The bank’s six-member governing council, led by Dodge, deserves praise for “keeping the economy on a pretty good even keel,” said Dale Orr, Toronto-based managing director of Canadian research for Global Insight, a forecasting firm. “There is a reasonable amount of judgment involved, so you can give them credit.”
Since July, Dodge has said the risk of inflation veering from his target is balanced by stronger consumer spending and weaker U.S. demand for Canadian goods. Monthly data has so far borne this out, with core inflation between 2 percent and 2.4 percent, even with the jobless rate at a three-decade low.
If the bank keeps the overnight rate at 4.25 percent tomorrow, the pause would surpass a 2004-2005 stretch, and rival an 18-month run that ended in March 1973. Pausing through Jan. 31, when Dodge’s term ends, would extend it to 20 months, a streak not seen since the first governor, Graham Towers, retired in 1954.
All 22 economists in an April 19 Bloomberg survey forecast no rate change tomorrow.
Safest Thing
Dodge, who meets the bank’s board in June to discuss his future, will also keep rates unchanged through the first quarter of 2008, according to the median estimate of 11 economists surveyed by Bloomberg News April 4-9.
“The safest thing to do is nothing,” said Carl Weinberg, chief economist at High Frequency Economics in Valhalla, New York, who predicts no rate change this year. “There are two diverse and opposing sets of forces the bank has to deal with,” namely strong growth in oil-rich Alberta and slower growth in manufacturing-heavy Ontario and Quebec, he said.
The economy may not stay close to capacity.

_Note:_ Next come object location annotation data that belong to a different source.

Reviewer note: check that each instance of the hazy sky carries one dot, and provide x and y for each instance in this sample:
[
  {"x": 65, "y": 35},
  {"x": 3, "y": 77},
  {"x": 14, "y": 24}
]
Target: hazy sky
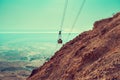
[{"x": 45, "y": 15}]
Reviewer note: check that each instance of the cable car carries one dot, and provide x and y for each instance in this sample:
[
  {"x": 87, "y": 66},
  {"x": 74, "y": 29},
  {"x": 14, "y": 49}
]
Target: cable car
[{"x": 59, "y": 36}]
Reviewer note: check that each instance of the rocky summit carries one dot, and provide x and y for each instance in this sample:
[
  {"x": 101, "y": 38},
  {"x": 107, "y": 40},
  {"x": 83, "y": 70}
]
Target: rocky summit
[{"x": 92, "y": 55}]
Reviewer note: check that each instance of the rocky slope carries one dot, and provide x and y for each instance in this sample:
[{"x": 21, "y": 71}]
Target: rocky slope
[{"x": 93, "y": 55}]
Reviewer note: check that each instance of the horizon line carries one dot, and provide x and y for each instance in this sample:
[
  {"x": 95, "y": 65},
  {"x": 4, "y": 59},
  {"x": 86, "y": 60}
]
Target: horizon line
[{"x": 34, "y": 32}]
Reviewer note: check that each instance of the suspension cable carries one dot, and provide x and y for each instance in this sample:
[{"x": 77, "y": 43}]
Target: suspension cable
[
  {"x": 76, "y": 18},
  {"x": 64, "y": 13}
]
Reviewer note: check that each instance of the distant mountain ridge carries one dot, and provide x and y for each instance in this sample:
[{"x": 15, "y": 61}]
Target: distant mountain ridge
[{"x": 92, "y": 55}]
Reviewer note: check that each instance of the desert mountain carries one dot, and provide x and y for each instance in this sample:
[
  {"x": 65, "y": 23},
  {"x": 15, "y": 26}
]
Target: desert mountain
[{"x": 92, "y": 55}]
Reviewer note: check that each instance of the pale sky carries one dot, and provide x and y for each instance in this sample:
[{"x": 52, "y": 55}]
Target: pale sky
[{"x": 45, "y": 15}]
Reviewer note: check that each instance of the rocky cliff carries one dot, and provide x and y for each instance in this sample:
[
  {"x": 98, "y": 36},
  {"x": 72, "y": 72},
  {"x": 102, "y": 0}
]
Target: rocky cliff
[{"x": 92, "y": 55}]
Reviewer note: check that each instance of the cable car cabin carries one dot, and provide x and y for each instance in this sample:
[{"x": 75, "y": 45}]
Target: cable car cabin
[{"x": 59, "y": 41}]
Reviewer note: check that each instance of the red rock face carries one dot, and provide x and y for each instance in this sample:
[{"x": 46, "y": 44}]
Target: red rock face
[{"x": 93, "y": 55}]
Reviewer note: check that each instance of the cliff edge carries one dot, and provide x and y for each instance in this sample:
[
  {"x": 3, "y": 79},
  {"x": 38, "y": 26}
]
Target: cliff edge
[{"x": 92, "y": 55}]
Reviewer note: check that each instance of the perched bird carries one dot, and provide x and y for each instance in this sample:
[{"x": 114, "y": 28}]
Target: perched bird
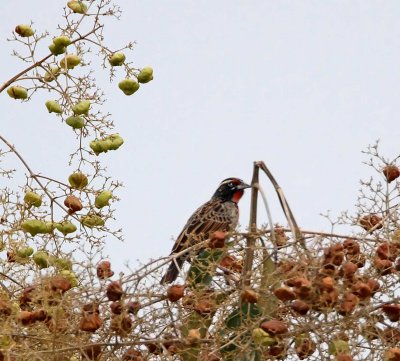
[{"x": 220, "y": 213}]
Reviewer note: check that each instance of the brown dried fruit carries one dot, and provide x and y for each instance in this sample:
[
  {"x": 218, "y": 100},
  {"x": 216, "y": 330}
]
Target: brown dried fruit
[
  {"x": 392, "y": 312},
  {"x": 116, "y": 307},
  {"x": 362, "y": 290},
  {"x": 114, "y": 291},
  {"x": 103, "y": 270},
  {"x": 383, "y": 266},
  {"x": 391, "y": 172},
  {"x": 217, "y": 240},
  {"x": 348, "y": 270},
  {"x": 249, "y": 296},
  {"x": 60, "y": 284},
  {"x": 73, "y": 204},
  {"x": 91, "y": 352},
  {"x": 348, "y": 304},
  {"x": 5, "y": 308},
  {"x": 371, "y": 221},
  {"x": 231, "y": 263},
  {"x": 274, "y": 327},
  {"x": 90, "y": 322},
  {"x": 300, "y": 307},
  {"x": 26, "y": 318},
  {"x": 351, "y": 247},
  {"x": 285, "y": 293},
  {"x": 175, "y": 292}
]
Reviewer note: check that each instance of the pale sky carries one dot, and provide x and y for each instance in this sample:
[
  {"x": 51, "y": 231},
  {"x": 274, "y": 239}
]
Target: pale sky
[{"x": 303, "y": 85}]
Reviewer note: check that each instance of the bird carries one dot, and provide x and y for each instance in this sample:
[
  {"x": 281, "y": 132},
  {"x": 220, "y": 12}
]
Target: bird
[{"x": 220, "y": 213}]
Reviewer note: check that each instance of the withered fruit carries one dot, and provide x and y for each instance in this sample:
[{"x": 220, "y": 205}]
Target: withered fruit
[
  {"x": 90, "y": 322},
  {"x": 274, "y": 327},
  {"x": 249, "y": 296},
  {"x": 391, "y": 172},
  {"x": 285, "y": 293},
  {"x": 300, "y": 307},
  {"x": 114, "y": 291},
  {"x": 371, "y": 222},
  {"x": 175, "y": 292},
  {"x": 73, "y": 204},
  {"x": 103, "y": 270}
]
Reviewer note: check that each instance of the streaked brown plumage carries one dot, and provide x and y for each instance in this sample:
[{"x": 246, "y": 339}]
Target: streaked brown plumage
[{"x": 220, "y": 213}]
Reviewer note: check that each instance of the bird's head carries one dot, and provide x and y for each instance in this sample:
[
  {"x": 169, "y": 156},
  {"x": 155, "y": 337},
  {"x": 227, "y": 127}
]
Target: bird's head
[{"x": 231, "y": 189}]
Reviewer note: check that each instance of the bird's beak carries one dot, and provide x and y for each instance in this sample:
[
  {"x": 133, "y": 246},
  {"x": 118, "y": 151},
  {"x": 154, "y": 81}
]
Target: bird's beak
[{"x": 243, "y": 186}]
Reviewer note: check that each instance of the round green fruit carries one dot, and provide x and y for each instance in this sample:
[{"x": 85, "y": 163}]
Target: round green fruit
[
  {"x": 102, "y": 199},
  {"x": 75, "y": 122},
  {"x": 145, "y": 75},
  {"x": 117, "y": 59},
  {"x": 62, "y": 41},
  {"x": 128, "y": 86},
  {"x": 70, "y": 61},
  {"x": 52, "y": 74},
  {"x": 92, "y": 220},
  {"x": 41, "y": 258},
  {"x": 53, "y": 107},
  {"x": 65, "y": 227},
  {"x": 25, "y": 252},
  {"x": 24, "y": 30},
  {"x": 77, "y": 7},
  {"x": 57, "y": 50},
  {"x": 32, "y": 199},
  {"x": 78, "y": 180},
  {"x": 81, "y": 107},
  {"x": 17, "y": 92}
]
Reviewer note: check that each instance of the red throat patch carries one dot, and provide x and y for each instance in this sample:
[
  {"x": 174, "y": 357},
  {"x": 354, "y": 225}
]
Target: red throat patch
[{"x": 237, "y": 195}]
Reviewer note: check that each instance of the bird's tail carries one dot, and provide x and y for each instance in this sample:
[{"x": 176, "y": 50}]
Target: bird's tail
[{"x": 173, "y": 271}]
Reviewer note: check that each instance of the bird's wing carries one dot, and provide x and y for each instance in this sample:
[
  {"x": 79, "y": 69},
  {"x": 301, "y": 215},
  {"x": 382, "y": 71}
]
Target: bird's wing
[{"x": 207, "y": 219}]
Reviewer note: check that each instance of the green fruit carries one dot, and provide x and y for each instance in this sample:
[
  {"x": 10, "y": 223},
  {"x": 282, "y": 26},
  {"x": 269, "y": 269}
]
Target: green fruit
[
  {"x": 82, "y": 107},
  {"x": 66, "y": 227},
  {"x": 53, "y": 107},
  {"x": 70, "y": 61},
  {"x": 263, "y": 338},
  {"x": 145, "y": 75},
  {"x": 57, "y": 50},
  {"x": 41, "y": 258},
  {"x": 52, "y": 74},
  {"x": 92, "y": 220},
  {"x": 128, "y": 86},
  {"x": 17, "y": 92},
  {"x": 78, "y": 180},
  {"x": 77, "y": 7},
  {"x": 24, "y": 30},
  {"x": 32, "y": 199},
  {"x": 63, "y": 264},
  {"x": 75, "y": 122},
  {"x": 338, "y": 346},
  {"x": 112, "y": 142},
  {"x": 25, "y": 252},
  {"x": 102, "y": 199},
  {"x": 62, "y": 41},
  {"x": 34, "y": 226},
  {"x": 117, "y": 59}
]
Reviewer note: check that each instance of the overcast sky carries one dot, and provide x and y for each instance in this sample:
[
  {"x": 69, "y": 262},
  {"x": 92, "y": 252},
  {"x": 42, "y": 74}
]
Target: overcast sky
[{"x": 303, "y": 85}]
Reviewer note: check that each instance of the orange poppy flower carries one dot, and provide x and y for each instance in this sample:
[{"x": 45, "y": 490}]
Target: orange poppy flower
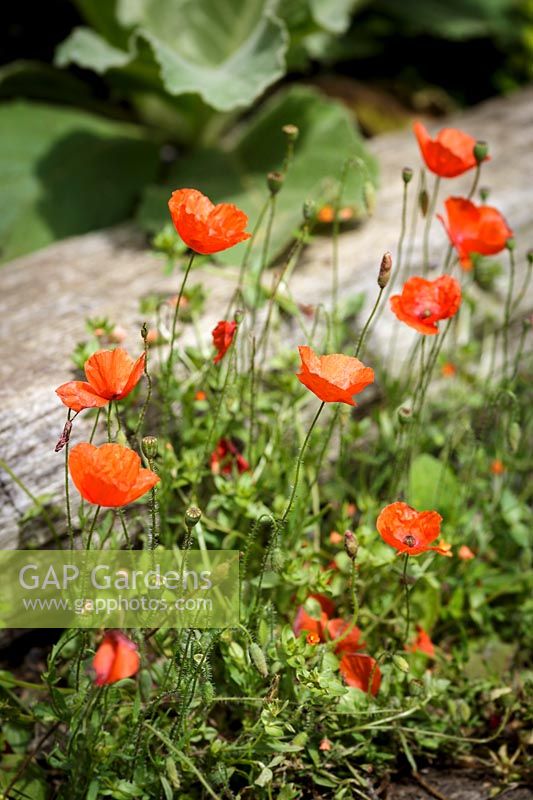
[
  {"x": 225, "y": 456},
  {"x": 465, "y": 553},
  {"x": 422, "y": 304},
  {"x": 358, "y": 670},
  {"x": 334, "y": 378},
  {"x": 116, "y": 658},
  {"x": 474, "y": 229},
  {"x": 223, "y": 335},
  {"x": 422, "y": 643},
  {"x": 111, "y": 375},
  {"x": 451, "y": 152},
  {"x": 410, "y": 531},
  {"x": 204, "y": 227},
  {"x": 110, "y": 475}
]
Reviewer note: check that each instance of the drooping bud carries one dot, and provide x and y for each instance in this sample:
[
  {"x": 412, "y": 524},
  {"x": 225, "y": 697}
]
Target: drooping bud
[
  {"x": 369, "y": 196},
  {"x": 275, "y": 182},
  {"x": 291, "y": 132},
  {"x": 385, "y": 270},
  {"x": 193, "y": 516},
  {"x": 149, "y": 446},
  {"x": 258, "y": 659},
  {"x": 423, "y": 202},
  {"x": 481, "y": 151},
  {"x": 351, "y": 545}
]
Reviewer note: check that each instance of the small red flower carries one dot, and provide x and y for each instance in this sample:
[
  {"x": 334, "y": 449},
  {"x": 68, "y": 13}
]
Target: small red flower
[
  {"x": 111, "y": 375},
  {"x": 450, "y": 154},
  {"x": 422, "y": 304},
  {"x": 110, "y": 475},
  {"x": 333, "y": 378},
  {"x": 422, "y": 643},
  {"x": 465, "y": 553},
  {"x": 474, "y": 229},
  {"x": 361, "y": 671},
  {"x": 225, "y": 456},
  {"x": 223, "y": 335},
  {"x": 410, "y": 531},
  {"x": 116, "y": 658},
  {"x": 204, "y": 227}
]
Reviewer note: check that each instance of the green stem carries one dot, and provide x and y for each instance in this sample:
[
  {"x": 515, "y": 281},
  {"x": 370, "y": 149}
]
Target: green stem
[{"x": 299, "y": 462}]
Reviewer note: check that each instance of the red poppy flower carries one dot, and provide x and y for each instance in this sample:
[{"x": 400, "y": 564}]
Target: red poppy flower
[
  {"x": 334, "y": 378},
  {"x": 474, "y": 229},
  {"x": 422, "y": 643},
  {"x": 450, "y": 154},
  {"x": 222, "y": 338},
  {"x": 410, "y": 531},
  {"x": 111, "y": 375},
  {"x": 110, "y": 475},
  {"x": 422, "y": 304},
  {"x": 204, "y": 227},
  {"x": 359, "y": 670},
  {"x": 225, "y": 456},
  {"x": 116, "y": 658}
]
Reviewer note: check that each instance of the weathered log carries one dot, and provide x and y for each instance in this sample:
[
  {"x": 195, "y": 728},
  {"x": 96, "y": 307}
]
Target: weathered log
[{"x": 46, "y": 297}]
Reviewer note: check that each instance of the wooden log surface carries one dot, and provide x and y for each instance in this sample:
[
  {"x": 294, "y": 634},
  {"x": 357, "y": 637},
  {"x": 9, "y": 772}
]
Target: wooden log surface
[{"x": 46, "y": 297}]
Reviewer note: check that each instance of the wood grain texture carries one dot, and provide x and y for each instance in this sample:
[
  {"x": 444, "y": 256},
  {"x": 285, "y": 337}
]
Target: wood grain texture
[{"x": 46, "y": 297}]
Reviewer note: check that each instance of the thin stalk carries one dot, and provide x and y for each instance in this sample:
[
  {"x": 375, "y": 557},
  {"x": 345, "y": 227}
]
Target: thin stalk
[
  {"x": 429, "y": 221},
  {"x": 300, "y": 461}
]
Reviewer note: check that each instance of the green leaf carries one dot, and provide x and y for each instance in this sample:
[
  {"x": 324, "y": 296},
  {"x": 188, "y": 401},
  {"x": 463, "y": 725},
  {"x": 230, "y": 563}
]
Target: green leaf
[
  {"x": 225, "y": 51},
  {"x": 433, "y": 486},
  {"x": 65, "y": 172},
  {"x": 327, "y": 138},
  {"x": 333, "y": 15}
]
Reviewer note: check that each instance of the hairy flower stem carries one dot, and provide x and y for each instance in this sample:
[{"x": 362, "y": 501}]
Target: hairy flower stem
[
  {"x": 91, "y": 530},
  {"x": 507, "y": 317},
  {"x": 299, "y": 463},
  {"x": 170, "y": 358},
  {"x": 429, "y": 222},
  {"x": 407, "y": 599}
]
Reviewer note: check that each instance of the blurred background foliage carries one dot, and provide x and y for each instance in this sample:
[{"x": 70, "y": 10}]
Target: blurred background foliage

Some forecasters predict a strong dollar, trading close to a five- month high, and sluggish labor productivity will limit economic growth to 2.3 percent this year, according to a Bloomberg survey. That pace is half a percentage point below what the central bank says the economy can tolerate before inflation accelerates.
`Slowdown Contained’
Still, the slowdown has been limited to exports of lumber and other housing-related materials, said Jonathan Basile, an economist at Credit Suisse in New York. “Canada still has a lot of natural resources that will be in demand for a long time,” he said.
Some investors are betting any rate move this year would be an increase. They point to the 6.1 percent jobless rate and February’s core inflation rate of 2.4 percent, a four-year high. The yield on the December bankers’ acceptance contract, tied in part to the central bank rate, rose to 4.42 percent April 19, from 3.97 percent March 7 on the Montreal Exchange.
Dodge, who hasn’t indicated whether he’d seek a second term, says he isn’t focused on the long pause in rate moves.
“What we are trying to do, always, is to have monetary conditions such that we will hit our inflation targets,” Dodge said in an April 13 interview in Washington during a meeting of the Group of Seven industrialized nations. “What it reflects is exactly what we’ve said, that we think that they are appropriate to do that.”